Maybe not. Maybe his childhood was a hell, not a paradise, and home a place he was perfectly happy to walk away from as soon as possible.
Or maybe he was loved and nurtured and somewhere, somebody still has his baby shoes - but he was ill in such a way that he couldn't stay in his family, so he is standing by the freeway instead, hoping somebody will give him enough to eat and sleep. Or possibly get drunk. (See? Not sentimental.)
Yesterday, a few miles from where I live, someone who suffers from mental illness took a gun, went into a coffee shop, shot several people, carjacked and killed someone else, and finally shot himself. His family, being interviewed today, says that they tried and tried to get him help. If you have ever tried to get help for a mentally ill family member or friend, you know: this is not easy. You can't force it on anyone. And there are not a lot of safety nets out there.
What this guy did was awful. There's no excuse for it.
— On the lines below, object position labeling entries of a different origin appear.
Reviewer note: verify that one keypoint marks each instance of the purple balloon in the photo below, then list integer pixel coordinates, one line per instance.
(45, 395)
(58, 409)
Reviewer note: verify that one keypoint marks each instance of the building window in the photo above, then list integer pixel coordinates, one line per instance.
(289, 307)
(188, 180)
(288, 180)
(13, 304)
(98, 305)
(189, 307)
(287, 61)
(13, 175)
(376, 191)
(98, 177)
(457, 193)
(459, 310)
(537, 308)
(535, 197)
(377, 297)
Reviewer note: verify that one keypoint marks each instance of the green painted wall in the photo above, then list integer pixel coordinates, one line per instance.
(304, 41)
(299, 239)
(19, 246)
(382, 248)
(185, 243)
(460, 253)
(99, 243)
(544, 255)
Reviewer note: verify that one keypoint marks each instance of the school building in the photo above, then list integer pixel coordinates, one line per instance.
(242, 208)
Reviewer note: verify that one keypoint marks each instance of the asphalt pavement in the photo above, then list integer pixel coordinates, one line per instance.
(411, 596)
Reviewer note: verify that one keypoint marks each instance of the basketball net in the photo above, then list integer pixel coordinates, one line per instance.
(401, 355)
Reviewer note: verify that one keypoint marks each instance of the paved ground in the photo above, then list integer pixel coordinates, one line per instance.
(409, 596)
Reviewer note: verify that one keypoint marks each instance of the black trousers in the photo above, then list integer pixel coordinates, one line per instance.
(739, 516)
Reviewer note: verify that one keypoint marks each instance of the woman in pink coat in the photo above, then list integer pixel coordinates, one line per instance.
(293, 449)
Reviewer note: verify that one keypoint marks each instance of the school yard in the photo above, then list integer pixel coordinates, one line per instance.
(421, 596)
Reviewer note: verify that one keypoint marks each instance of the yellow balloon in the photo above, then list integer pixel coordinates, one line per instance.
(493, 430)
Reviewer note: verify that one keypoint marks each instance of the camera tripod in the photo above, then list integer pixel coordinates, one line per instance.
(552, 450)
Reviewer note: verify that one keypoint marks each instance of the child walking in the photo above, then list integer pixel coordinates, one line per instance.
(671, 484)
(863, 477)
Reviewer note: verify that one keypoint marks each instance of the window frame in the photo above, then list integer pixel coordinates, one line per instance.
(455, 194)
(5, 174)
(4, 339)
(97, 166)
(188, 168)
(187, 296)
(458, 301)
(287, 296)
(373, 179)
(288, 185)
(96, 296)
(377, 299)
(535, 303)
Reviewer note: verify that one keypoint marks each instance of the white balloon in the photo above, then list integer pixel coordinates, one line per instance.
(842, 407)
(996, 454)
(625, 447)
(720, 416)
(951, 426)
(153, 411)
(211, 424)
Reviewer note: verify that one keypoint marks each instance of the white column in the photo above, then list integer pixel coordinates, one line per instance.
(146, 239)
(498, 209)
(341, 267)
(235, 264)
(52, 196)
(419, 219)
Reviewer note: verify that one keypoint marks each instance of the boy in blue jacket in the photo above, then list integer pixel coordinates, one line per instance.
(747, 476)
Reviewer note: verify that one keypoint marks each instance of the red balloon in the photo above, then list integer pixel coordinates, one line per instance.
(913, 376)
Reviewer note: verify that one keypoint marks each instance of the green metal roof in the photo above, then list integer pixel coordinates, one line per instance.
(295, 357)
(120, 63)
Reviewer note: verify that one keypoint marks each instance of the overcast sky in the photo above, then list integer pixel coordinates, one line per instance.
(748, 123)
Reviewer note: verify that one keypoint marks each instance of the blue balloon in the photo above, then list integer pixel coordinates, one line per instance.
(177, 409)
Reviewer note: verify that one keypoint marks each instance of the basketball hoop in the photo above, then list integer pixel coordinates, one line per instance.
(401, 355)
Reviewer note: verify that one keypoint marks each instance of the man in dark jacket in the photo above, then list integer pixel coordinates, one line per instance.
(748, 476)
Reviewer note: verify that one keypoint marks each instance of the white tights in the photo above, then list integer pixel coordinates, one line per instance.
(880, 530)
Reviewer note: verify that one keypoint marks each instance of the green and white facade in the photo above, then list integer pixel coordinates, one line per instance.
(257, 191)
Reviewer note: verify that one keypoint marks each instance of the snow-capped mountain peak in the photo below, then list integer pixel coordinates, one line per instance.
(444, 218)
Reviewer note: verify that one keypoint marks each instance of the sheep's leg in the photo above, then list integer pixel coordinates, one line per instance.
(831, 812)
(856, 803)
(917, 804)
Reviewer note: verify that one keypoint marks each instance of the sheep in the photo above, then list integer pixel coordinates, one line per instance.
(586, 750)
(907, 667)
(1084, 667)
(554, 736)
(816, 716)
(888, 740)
There's no way to make it anything less than a reprehensible crime, for which he is responsible.
And yet he, too, was somebody's baby. Today I am thinking about his mother, along with the other grieving mothers, who are holding onto those first grade art projects and baby shoes. I hold my own daughter and I think about how lost I would be if something happened to her - if she went into a coffee shop one sunny Wednesday and never came out - and how deeply dark and awful it would be if I lost her, instead, to an illness that turned her into someone I no longer recognize. What would we do? Would there be anybody to help?
I don't have answers to any of this, except that I hope and pray my baby grows up to help turn this world into a less broken place than it feels today.